Primary care providers said the major barriers to providing quality HIV care are  a lack of clinical and support staff time to take on new roles and procedures, patient transportation issues, lack of referral partners for services they don’t offer, and lack of reimbursement.

Another major challenge is fragmentation across the health care system, said Brian Hujdich, executive director of HealthHIV. “The fractured landscape is becoming more and more apparent,” he said. “We expect the next survey to show even more fractures as we move into the next phase of implementation of healthcare reform.”

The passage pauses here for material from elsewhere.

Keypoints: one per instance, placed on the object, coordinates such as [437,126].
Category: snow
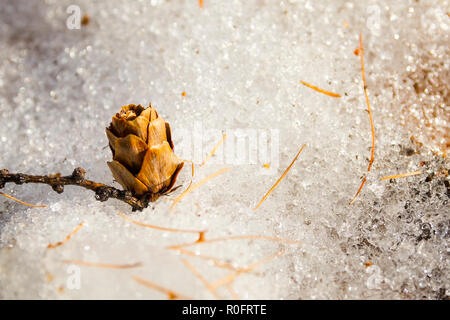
[240,64]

The survey also highlighted the rapidly shifting landscape of HIV care, as increasing numbers of HIV-positive people seek treatment even as the primary care and HIV specialty workforces shrink. The full implementation of the Affordable Care Act, will further strain the system, Hujdich said, by making health insurance more accessible to millions of people, including an estimated 850,000 people living with HIV.

Other key findings:

•    Primary care physicians who do not provide any HIV care said they do not routinely provide HIV testing, while even HIV primary care physicians said they provide such testing “inconsistently.” Barriers include patients who don’t want to be tested, low or no reimbursement, lack of time, and the perception that HIV is not a pressing issue in their community.
•    HIV PCPs are significantly less confident than credentialed HIV specialists in treating and monitoring hepatitis C-infected patients. This is troubling given that a substantial percentage of HIV patients are co-infected with hepatitis C.
•    HIV clinicians spend 36% of their time mostly on HIV and 26% mostly on co-occurring conditions. Thirty-eight percent spend equal amounts of time on both. They are also seeing an increase in the number of HIV-infected individuals with co-occurring conditions, particularly other sexually transmitted infections, cardiovascular disease, renal disease, and mental health issues.

Hujdich stressed one other trend identified in the report. Contrary to the commonly held belief that PCPs, particularly those in community health centers, don’t care about HIV-infected patients, “we see that PCPs involved in HIV are interested, they do care, and community health centers know have to address HIV because these patients are coming in the door.” There is also a sensitivity that primary care providers won’t be as valued or as crucial as specialists, he said. However,  “it’s the opposite; they are more valued.”

HealthHIV has already begun fielding the 2013 survey, which will include additional interviews with consumers, policy makers, and others in order to “analyze the full landscape” of HIV treatment in this country, Hujdich said.